Jina Reranker

Cross-encoder reranking service that scores document relevance to a query. Use after initial retrieval to improve result quality.

What Is Reranking?

Reranking is a second-stage retrieval technique that re-scores a set of candidate documents against a query using a more computationally expensive but significantly more accurate model. In a typical RAG pipeline, the first stage uses fast approximate nearest-neighbor search over embeddings to retrieve a broad set of candidates. The reranker then evaluates each candidate individually by feeding the full query-document pair through a cross-encoder, producing a precise relevance score. This two-stage approach combines the speed of vector search with the accuracy of cross-encoder models, resulting in noticeably better answer quality from the downstream LLM.

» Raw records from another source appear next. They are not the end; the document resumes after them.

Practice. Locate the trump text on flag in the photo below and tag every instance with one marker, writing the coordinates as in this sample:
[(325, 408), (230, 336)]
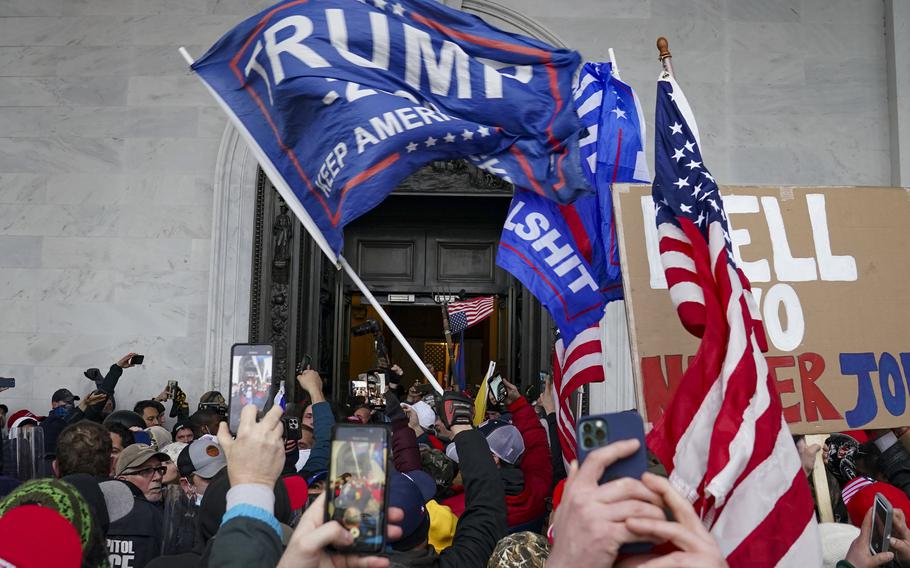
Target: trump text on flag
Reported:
[(826, 269)]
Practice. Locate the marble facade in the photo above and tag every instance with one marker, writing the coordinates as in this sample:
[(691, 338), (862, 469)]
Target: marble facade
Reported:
[(114, 163)]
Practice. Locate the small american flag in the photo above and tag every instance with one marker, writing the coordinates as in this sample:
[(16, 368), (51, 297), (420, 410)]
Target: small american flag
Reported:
[(574, 366), (722, 437), (466, 313)]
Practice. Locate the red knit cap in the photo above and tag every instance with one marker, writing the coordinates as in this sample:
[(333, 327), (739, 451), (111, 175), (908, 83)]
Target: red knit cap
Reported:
[(25, 532), (297, 491)]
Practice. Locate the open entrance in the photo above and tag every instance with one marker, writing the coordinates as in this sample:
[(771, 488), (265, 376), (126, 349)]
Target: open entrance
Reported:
[(422, 326)]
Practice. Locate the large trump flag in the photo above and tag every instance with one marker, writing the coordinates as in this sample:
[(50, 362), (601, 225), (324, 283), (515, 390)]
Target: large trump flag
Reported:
[(342, 99)]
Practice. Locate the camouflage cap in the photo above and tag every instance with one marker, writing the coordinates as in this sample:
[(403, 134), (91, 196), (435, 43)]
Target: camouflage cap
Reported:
[(525, 549)]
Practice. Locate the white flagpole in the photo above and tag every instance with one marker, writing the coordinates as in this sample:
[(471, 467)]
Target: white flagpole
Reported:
[(613, 63), (388, 321), (294, 204)]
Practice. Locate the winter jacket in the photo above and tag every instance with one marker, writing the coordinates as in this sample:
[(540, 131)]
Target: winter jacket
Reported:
[(527, 505), (559, 467), (323, 420), (483, 521), (136, 539), (244, 542)]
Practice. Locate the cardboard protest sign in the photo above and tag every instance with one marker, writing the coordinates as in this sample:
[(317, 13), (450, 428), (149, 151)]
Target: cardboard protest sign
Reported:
[(831, 275)]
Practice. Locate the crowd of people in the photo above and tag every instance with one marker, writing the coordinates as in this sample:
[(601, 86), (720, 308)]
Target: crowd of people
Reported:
[(115, 487)]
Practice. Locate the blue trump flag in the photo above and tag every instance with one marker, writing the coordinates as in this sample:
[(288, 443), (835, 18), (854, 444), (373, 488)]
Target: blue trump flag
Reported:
[(554, 251), (612, 150), (342, 99)]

The Jina Reranker is especially effective at resolving ambiguous queries where multiple retrieved documents seem superficially similar but differ in relevance. By attending to the fine-grained interaction between query tokens and document tokens, the cross-encoder catches nuances that bi-encoder embeddings miss. In practice, adding a reranking step typically improves top-5 retrieval precision by 10 to 25 percent with minimal additional latency when the candidate set is kept to a reasonable size.

Service Info

Port

8081

Internal URL

http://jina-reranker:8081

Endpoint

/rerank

Timeout

120s

Why Reranking?

Vector search is fast but approximate. Reranking uses a more powerful cross-encoder model to precisely score query-document pairs:

  1. Initial retrieval: Vector search returns top 50-100 candidates (fast)
  2. Reranking: Cross-encoder scores each candidate (accurate)
  3. Final results: Return top K reranked documents

Request Format

POST /rerank
{
  "query": "What is the capital of France?",
  "documents": [
    "Paris is the capital and largest city of France.",
    "France is a country in Western Europe.",
    "The Eiffel Tower is located in Paris.",
    "Berlin is the capital of Germany."
  ],
  "top_k": 3,              // Return top K results (optional)
  "return_documents": true  // Include document text in response
}

Response Format

{
  "results": [
    {
      "index": 0,
      "relevance_score": 0.95,
      "document": "Paris is the capital and largest city of France."
    },
    {
      "index": 2,
      "relevance_score": 0.72,
      "document": "The Eiffel Tower is located in Paris."
    },
    {
      "index": 1,
      "relevance_score": 0.45,
      "document": "France is a country in Western Europe."
    }
  ],
  "query": "What is the capital of France?",
  "total_documents": 4,
  "returned_documents": 3
}

TypeScript Client

Using JinaRerankerClient
import { JinaRerankerClient } from '@/services/gpu/jinaRerankerClient';

const client = new JinaRerankerClient('http://jina-reranker:8081');

// Rerank search results
const result = await client.rerank(
  "How do I reset my password?",
  [
    "To reset your password, click the 'Forgot Password' link.",
    "Your account settings can be found in the menu.",
    "Password requirements include 8+ characters.",
    "Contact support for account issues."
  ],
  { top_k: 3, return_documents: true }
);

// Use reranked results
for (const item of result.results) {
  console.log(`Score: ${item.relevance_score.toFixed(2)}`);
  console.log(`Document: ${item.document}`);
  console.log('---');
}

// Health check
const healthy = await client.healthCheck();

RAG Pipeline Example

Two-stage retrieval
// Stage 1: Fast vector search (retrieve candidates)
const candidates = await qdrant.search('documents', {
  vector: queryEmbedding,
  limit: 50  // Get more candidates than needed
});

// Stage 2: Rerank for precision
const reranked = await rerankerClient.rerank(
  userQuery,
  candidates.map(c => c.payload.text),
  { top_k: 5 }
);

// Use top reranked documents for LLM context
const context = reranked.results
  .map(r => r.document)
  .join('\n\n');

Best Practices

  • Candidate count: Rerank 20-100 documents. More = better quality but slower.
  • Document length: Truncate long documents to ~512 tokens for best results.
  • Caching: Cache reranking results for repeated queries when possible.
  • Timeout: Default 120s timeout. Increase for large document sets.